Redeeming Qualities of Violence?

Totally off topic, but what the hell - I'm entitled to indulge every once in awhile. Regular readers may remember that I'm a bit of a horror film fan. I finally got around to watching The Texas Chainsaw Massacre: The Beginning last night. I'd been avoiding it because I figured it would be bad and I'm a fan of the original. It wasn't great but managed to be at least somewhat better than I thought it would be. So here is my question: can the depiction of graphic violence for the sake of violence have any real merit?

I'll admit that I found the film entertaining. I wouldn't recommend it, and I have no need to see it again, but it wasn't a terrible way to waste an evening. Is this enough to redeem what was a brutal and nasty film?

I could try to argue artistic merit and claim that the film needs no social merit because it functions as art. This seems a bit week in this particular case. I have seen many films which were far more violent and disturbing but that genuinely worked as art.
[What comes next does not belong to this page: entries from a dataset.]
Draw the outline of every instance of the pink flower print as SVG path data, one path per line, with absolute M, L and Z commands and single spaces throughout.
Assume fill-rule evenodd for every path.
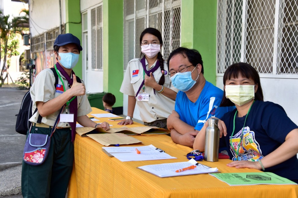
M 40 163 L 44 159 L 44 155 L 36 152 L 32 156 L 32 161 L 34 163 Z

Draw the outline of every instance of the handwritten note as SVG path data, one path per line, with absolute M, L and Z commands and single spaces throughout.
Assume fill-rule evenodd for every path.
M 141 151 L 140 154 L 136 153 L 136 148 Z M 156 147 L 152 144 L 143 147 L 103 147 L 103 148 L 121 161 L 177 158 L 164 152 L 157 150 Z
M 206 166 L 200 165 L 196 166 L 195 168 L 193 169 L 179 172 L 176 172 L 177 170 L 194 165 L 196 163 L 195 160 L 192 159 L 187 162 L 147 165 L 139 166 L 138 168 L 161 177 L 218 172 L 217 168 L 208 168 Z

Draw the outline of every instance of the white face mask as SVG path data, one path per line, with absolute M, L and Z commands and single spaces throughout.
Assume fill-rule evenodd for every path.
M 153 47 L 150 44 L 148 47 L 141 45 L 141 48 L 142 52 L 146 54 L 147 57 L 150 59 L 153 58 L 160 51 L 160 45 L 157 45 L 155 47 Z
M 254 98 L 254 85 L 226 85 L 226 97 L 238 106 Z

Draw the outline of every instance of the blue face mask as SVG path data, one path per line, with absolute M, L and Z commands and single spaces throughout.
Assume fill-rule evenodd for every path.
M 79 61 L 78 54 L 71 52 L 58 53 L 61 57 L 61 60 L 58 60 L 62 66 L 66 69 L 72 69 L 77 65 Z
M 191 89 L 196 82 L 195 81 L 199 77 L 198 75 L 198 77 L 195 80 L 193 80 L 191 77 L 191 73 L 196 68 L 196 67 L 195 67 L 191 72 L 179 72 L 171 77 L 171 80 L 174 86 L 182 92 L 187 92 Z

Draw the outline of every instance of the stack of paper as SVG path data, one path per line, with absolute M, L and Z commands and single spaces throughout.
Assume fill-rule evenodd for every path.
M 196 164 L 197 165 L 195 165 Z M 181 172 L 176 172 L 177 170 L 193 165 L 195 166 L 195 168 L 193 169 L 186 170 Z M 187 162 L 147 165 L 139 166 L 138 168 L 160 177 L 218 172 L 217 168 L 212 168 L 197 163 L 193 159 Z
M 141 152 L 138 154 L 136 149 Z M 142 147 L 103 147 L 108 153 L 122 161 L 176 159 L 164 152 L 160 152 L 152 144 Z

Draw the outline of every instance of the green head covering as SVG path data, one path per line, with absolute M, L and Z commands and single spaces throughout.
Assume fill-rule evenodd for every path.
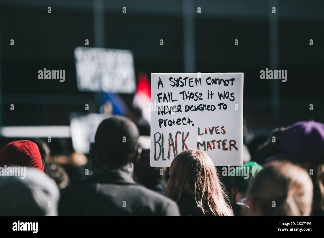
M 235 176 L 231 177 L 232 185 L 237 186 L 238 192 L 245 194 L 248 190 L 251 180 L 262 169 L 262 166 L 256 162 L 250 161 L 242 166 L 238 166 L 235 168 Z M 246 178 L 243 171 L 248 170 L 248 178 Z M 239 170 L 240 170 L 240 171 Z

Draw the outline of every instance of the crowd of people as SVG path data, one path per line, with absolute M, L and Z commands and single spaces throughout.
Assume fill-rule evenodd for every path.
M 86 165 L 80 155 L 50 159 L 39 140 L 1 146 L 0 215 L 324 215 L 324 124 L 298 122 L 249 141 L 245 131 L 244 164 L 230 176 L 192 149 L 169 168 L 151 167 L 150 138 L 139 131 L 123 116 L 104 120 Z

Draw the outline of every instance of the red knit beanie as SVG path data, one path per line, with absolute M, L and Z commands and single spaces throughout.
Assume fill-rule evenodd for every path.
M 37 145 L 30 141 L 10 142 L 0 151 L 0 167 L 17 165 L 44 171 L 44 165 Z

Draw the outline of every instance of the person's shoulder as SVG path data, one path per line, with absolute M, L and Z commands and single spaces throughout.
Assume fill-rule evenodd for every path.
M 136 193 L 148 206 L 159 207 L 161 215 L 178 216 L 180 214 L 177 203 L 173 200 L 147 188 L 139 184 L 134 184 Z M 134 188 L 135 188 L 135 187 Z

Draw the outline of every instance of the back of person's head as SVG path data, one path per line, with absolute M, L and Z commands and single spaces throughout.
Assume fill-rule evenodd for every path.
M 178 201 L 186 193 L 201 205 L 199 207 L 204 214 L 233 215 L 216 168 L 204 152 L 196 150 L 182 152 L 172 162 L 169 173 L 167 197 Z
M 320 209 L 324 214 L 324 164 L 318 166 L 317 172 L 318 182 L 321 200 L 319 204 Z
M 24 174 L 21 173 L 20 176 L 2 177 L 0 194 L 0 215 L 57 214 L 57 186 L 46 175 L 35 169 L 26 168 Z
M 0 167 L 27 166 L 44 171 L 37 145 L 30 141 L 10 142 L 0 151 Z
M 137 156 L 139 136 L 136 125 L 124 117 L 105 119 L 98 127 L 92 146 L 95 161 L 111 168 L 130 163 Z
M 262 166 L 254 161 L 250 161 L 235 168 L 235 176 L 231 177 L 232 189 L 231 198 L 237 202 L 245 197 L 249 185 Z
M 149 136 L 141 136 L 139 140 L 140 153 L 134 164 L 133 176 L 137 182 L 151 187 L 161 183 L 164 177 L 166 167 L 151 167 L 150 165 L 150 139 Z M 163 173 L 161 174 L 161 169 Z
M 313 184 L 307 172 L 297 165 L 274 161 L 252 181 L 248 198 L 251 215 L 308 216 Z

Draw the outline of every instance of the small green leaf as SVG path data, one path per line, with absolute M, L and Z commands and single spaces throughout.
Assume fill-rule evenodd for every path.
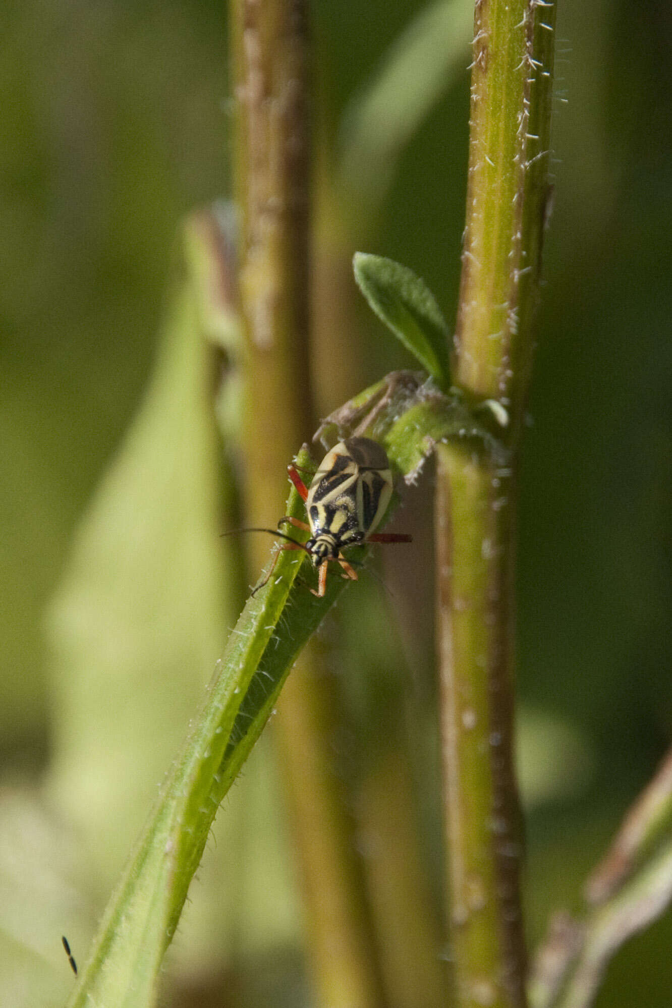
M 448 328 L 431 290 L 419 276 L 392 259 L 356 252 L 355 279 L 379 319 L 392 330 L 425 371 L 448 384 Z

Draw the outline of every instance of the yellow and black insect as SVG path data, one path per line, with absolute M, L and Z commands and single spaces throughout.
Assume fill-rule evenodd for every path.
M 335 561 L 346 572 L 346 577 L 357 581 L 357 573 L 343 555 L 347 546 L 364 542 L 410 542 L 411 536 L 375 529 L 387 510 L 392 497 L 392 472 L 384 449 L 369 437 L 348 437 L 328 452 L 322 460 L 309 487 L 306 487 L 295 466 L 288 466 L 289 479 L 302 500 L 308 523 L 298 518 L 285 517 L 278 522 L 310 532 L 305 542 L 288 541 L 278 551 L 265 580 L 255 592 L 268 582 L 280 553 L 285 549 L 302 549 L 319 572 L 318 587 L 313 595 L 321 598 L 326 591 L 327 563 Z M 264 531 L 270 531 L 265 529 Z

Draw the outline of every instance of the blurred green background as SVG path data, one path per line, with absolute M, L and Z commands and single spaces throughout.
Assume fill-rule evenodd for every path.
M 58 785 L 40 790 L 53 780 L 63 705 L 45 612 L 149 381 L 179 223 L 231 192 L 224 6 L 6 0 L 0 15 L 3 1004 L 59 1003 L 70 984 L 58 948 L 68 920 L 60 920 L 75 921 L 76 952 L 84 954 L 109 888 L 101 881 L 99 891 L 79 870 Z M 352 116 L 357 96 L 423 9 L 404 0 L 313 3 L 316 144 L 332 168 L 344 116 Z M 551 908 L 576 903 L 585 873 L 651 776 L 672 728 L 671 50 L 672 11 L 660 0 L 560 0 L 555 208 L 520 515 L 521 769 L 533 939 Z M 389 188 L 377 194 L 382 202 L 366 228 L 366 251 L 412 267 L 448 319 L 458 282 L 468 114 L 468 51 L 458 46 L 457 53 L 398 161 L 390 159 Z M 404 89 L 394 96 L 391 120 L 403 100 Z M 385 119 L 384 107 L 380 114 Z M 350 255 L 355 247 L 347 244 L 346 235 Z M 359 387 L 409 365 L 375 321 L 365 325 Z M 339 387 L 343 353 L 331 349 Z M 323 412 L 339 401 L 319 405 Z M 425 484 L 420 496 L 429 492 Z M 189 704 L 197 703 L 225 636 L 224 621 L 221 639 L 214 622 Z M 77 690 L 68 703 L 77 704 Z M 190 710 L 174 717 L 163 744 L 168 759 Z M 160 772 L 152 772 L 155 782 Z M 274 791 L 272 769 L 264 772 L 254 785 L 262 818 Z M 77 787 L 77 774 L 68 779 Z M 133 832 L 129 826 L 130 836 L 115 840 L 112 862 L 123 861 Z M 282 846 L 282 837 L 272 843 Z M 286 851 L 277 859 L 277 874 L 271 859 L 251 885 L 273 890 L 286 919 L 265 930 L 250 924 L 256 943 L 246 962 L 263 956 L 264 975 L 277 981 L 266 981 L 273 997 L 285 992 L 275 1003 L 301 1004 L 300 970 L 286 951 L 296 929 L 291 868 Z M 55 908 L 52 917 L 42 901 Z M 19 908 L 26 917 L 20 927 Z M 35 937 L 33 918 L 48 918 L 49 934 Z M 249 952 L 248 931 L 236 933 Z M 667 1005 L 671 937 L 672 922 L 663 920 L 626 948 L 599 1005 Z

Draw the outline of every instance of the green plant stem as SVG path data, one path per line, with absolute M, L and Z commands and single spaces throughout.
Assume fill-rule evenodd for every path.
M 240 290 L 246 344 L 247 519 L 282 515 L 286 467 L 311 431 L 308 347 L 309 82 L 304 0 L 233 0 L 240 116 Z M 267 543 L 253 544 L 259 570 Z M 331 768 L 328 703 L 308 647 L 278 704 L 275 736 L 297 848 L 308 960 L 327 1008 L 377 1008 L 373 941 L 352 823 Z
M 453 379 L 514 414 L 529 380 L 551 193 L 554 26 L 554 0 L 477 0 Z
M 502 479 L 437 449 L 437 592 L 450 926 L 459 1005 L 523 1003 Z M 506 926 L 505 926 L 506 921 Z
M 513 767 L 517 448 L 550 185 L 553 2 L 477 0 L 453 382 L 509 411 L 487 452 L 438 450 L 436 538 L 449 918 L 460 1006 L 525 1004 Z

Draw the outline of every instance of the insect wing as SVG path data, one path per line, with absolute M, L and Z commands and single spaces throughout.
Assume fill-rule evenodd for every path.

This wasn't really up to the standard where it could be considered art.

Did it have any cathartic value? No, not really. The violence was sufficiently predictable and over-the-top that it didn't really accomplish anything emotional. Or maybe I'm just thoroughly desensitized by now.

Maybe movies like this do not need to have any social merit, any redeeming qualities. Maybe the fact that someone finds them entertaining is enough. I don't know. I do not mind graphic violence when I feel that there is some point to it. In the absence of any such point, it seems to accomplish little more than desensitization. I'm not sure this is a good thing.